On Philippe Thomas with interventions by Bernadette Corporation | DIS | Emily Segal. G.C.A. at Project Native Informant
The more foreseeable outcomes of the Barthesian “death of the author” [1] are in Philippe Thomas’s case preempted by an anticipatory, quasi-Rimbaldian, multifaceted flirtation with invisibility (Adrian Dannatt’s obituary of the artist begins: “Philippe Thomas ceased to exist long before he died. Before vanishing physically, at the age of 44, he had already disappeared altogether from the art world, not through neglect but rather as a deliberate strategy.”). This flirtation with invisibility took/takes the form of a business as well as a Duchampian game; or rather, a business that was, itself, a kind of “game”: Readymades Belong To Everyone®.
One text claims that his body of work is “made up of images of reality ‘perverted’ by the effects of fiction” but images of reality are always already perverted, inherently, by the myriad valences of presentation, representation, interpretation, reinterpretation and so on.
Is it not, therefore, that which is most markedly illusory, in any account of the real, that discloses (inasmuch as it can be disclosed at all) what is real by highlighting what isn’t (itself)?
It is with these and other similar questions in mind that an ideal viewer of the show—Philippe Thomas with interventions by Bernadette Corporation | DIS | Emily Segal. G.C.A. at Project Native Informant—will co-produce the show by means of consumption.
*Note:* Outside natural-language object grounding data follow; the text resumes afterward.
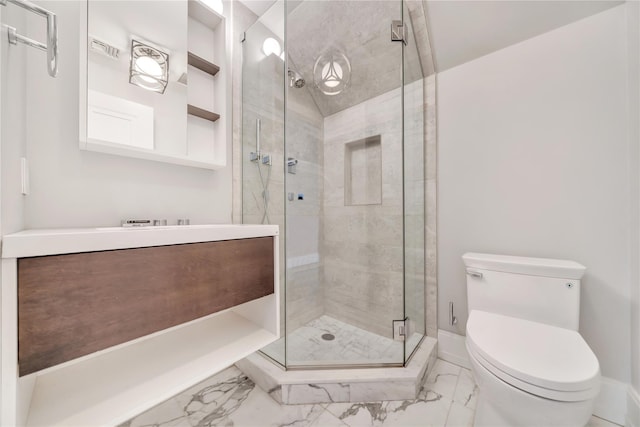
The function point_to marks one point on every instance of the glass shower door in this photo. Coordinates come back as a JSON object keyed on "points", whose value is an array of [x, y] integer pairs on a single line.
{"points": [[263, 71], [344, 185], [332, 151]]}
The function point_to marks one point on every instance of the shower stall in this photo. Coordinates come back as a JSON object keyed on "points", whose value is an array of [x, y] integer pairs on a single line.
{"points": [[336, 130]]}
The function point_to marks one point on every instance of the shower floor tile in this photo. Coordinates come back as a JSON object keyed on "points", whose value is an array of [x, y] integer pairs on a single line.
{"points": [[350, 345]]}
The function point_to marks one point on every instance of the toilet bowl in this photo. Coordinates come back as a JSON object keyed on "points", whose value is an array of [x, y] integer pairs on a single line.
{"points": [[530, 374], [531, 365]]}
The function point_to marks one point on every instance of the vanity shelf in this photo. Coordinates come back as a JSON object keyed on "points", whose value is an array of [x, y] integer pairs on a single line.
{"points": [[202, 64], [112, 385], [203, 114]]}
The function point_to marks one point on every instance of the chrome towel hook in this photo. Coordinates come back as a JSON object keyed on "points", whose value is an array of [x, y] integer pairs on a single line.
{"points": [[51, 47]]}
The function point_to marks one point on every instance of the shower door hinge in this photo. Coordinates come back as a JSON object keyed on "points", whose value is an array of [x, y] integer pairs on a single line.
{"points": [[398, 31], [400, 331]]}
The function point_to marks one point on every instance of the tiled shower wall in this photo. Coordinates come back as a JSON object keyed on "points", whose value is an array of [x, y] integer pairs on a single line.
{"points": [[335, 290], [362, 248]]}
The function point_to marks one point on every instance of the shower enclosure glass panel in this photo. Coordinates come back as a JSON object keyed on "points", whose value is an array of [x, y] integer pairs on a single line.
{"points": [[346, 181], [413, 89], [344, 236], [263, 97]]}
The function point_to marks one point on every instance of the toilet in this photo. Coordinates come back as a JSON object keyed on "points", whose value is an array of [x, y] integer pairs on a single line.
{"points": [[531, 365]]}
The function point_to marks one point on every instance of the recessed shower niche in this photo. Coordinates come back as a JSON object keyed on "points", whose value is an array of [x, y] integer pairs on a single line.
{"points": [[363, 172]]}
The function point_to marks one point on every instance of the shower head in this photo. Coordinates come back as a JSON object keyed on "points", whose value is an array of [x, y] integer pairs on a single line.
{"points": [[295, 79]]}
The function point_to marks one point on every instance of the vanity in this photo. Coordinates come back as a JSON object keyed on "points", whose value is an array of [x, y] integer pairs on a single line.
{"points": [[101, 324]]}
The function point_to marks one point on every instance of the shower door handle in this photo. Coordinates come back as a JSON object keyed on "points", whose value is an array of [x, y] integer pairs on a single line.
{"points": [[51, 47]]}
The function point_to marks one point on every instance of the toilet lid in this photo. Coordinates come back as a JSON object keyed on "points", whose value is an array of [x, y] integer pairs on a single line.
{"points": [[533, 353]]}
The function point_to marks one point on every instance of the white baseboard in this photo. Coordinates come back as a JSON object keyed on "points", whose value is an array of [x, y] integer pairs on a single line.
{"points": [[452, 349], [611, 404], [633, 408]]}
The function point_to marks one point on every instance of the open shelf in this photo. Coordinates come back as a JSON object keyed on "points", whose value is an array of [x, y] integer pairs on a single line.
{"points": [[203, 114], [123, 150], [112, 387], [202, 64]]}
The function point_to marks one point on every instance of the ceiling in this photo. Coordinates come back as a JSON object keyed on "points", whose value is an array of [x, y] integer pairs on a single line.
{"points": [[458, 31], [465, 30]]}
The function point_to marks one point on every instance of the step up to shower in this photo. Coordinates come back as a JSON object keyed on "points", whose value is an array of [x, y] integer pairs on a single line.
{"points": [[342, 385]]}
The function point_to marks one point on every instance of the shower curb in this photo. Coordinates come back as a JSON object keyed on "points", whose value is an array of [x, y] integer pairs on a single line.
{"points": [[342, 385]]}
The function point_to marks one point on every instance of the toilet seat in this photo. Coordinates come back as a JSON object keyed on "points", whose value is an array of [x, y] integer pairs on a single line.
{"points": [[544, 360]]}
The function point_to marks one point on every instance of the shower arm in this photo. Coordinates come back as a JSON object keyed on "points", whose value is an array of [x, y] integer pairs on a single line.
{"points": [[51, 47]]}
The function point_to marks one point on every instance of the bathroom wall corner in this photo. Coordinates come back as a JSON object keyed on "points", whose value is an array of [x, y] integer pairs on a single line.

I may not be the ideal viewer of the show (which ends 9 July 2016) for a number of reasons I need not reveal. Nevertheless, I’ve been interested—as a footnote in the press release hypothesizes Thomas was—in the deliberate division and dissemination of self, oeuvre, oeuvre-as-self, and self-as-oeuvre as a defensive measure taken to protect a fragile-and-already-fractured ipseity from institutional dismemberment.
Simplechin Shavenbald’s [2] Seesong [3] is sewn into the relational fabric of the happenstances that permeate/d Philippe Thomas’s practice; a practice that’s at once the most and the least seditious of all, perhaps, since it turns “exhibition and conservation devices, and market conventions into what is to be shown, conserved, and sold”.
Exhibition and conservation devices and market conventions are, of course, not inconsequential tools of the Endless Revelation of Art’s Selves in This World, but have been also been used to conceal Art’s Selves. This very concealment is itself an iteration one of Art’s Selves; one of the paradoxes that are ever at work in the Endless Revelation. But lest we confuse stockings for legs, Thomas and his readymade collaborators insist upon the art world’s fabrics’ [exhibition/conservation devices, market conventions] transparency. Thought-provoking and alluring as the gesture was, in its way, Christo and Jeanne-Claude [4] were right not to keep the Reichstag permanently wrapped.
[1] https://en.wikipedia.org/wiki/The_Death_of_the_Author
[2] Simplechin Shavenbald – From time to time, this mercurial trickster (who’s behind much of what happens in the contemporary art world) reveals himself in his multifaceted near-entirety (his multifaceted near-entirety is, in a sense, his entirety—or as close to his entirety as can be—given the semi-regrettable fact that he is, quintessentially, non-entire): Dada [anti-]art was one such instance (during his awkward teenage years) as was Fluxus (a kind of “midlife crisis”). Shavenbald has ridden the career of Jeff Koons into semi-senility, and is now not at all unlike a madness-addled jack-in-the-box darting rowdily out of this and that, singing his infamous Seesong.
[3] Seesong – A “song” imparted via art, it is Simplechin Shavenbald’s gift to all of us. It refreshes human minds by means of much-needed disorientation, destabilization, and so on. It’s an imprecise but nevertheless particular reality of the Endless Revelation of Art’s Selves in This World. Dada and Fluxus artists were particularly aware of Simplechin Shavenbald and his Seesong.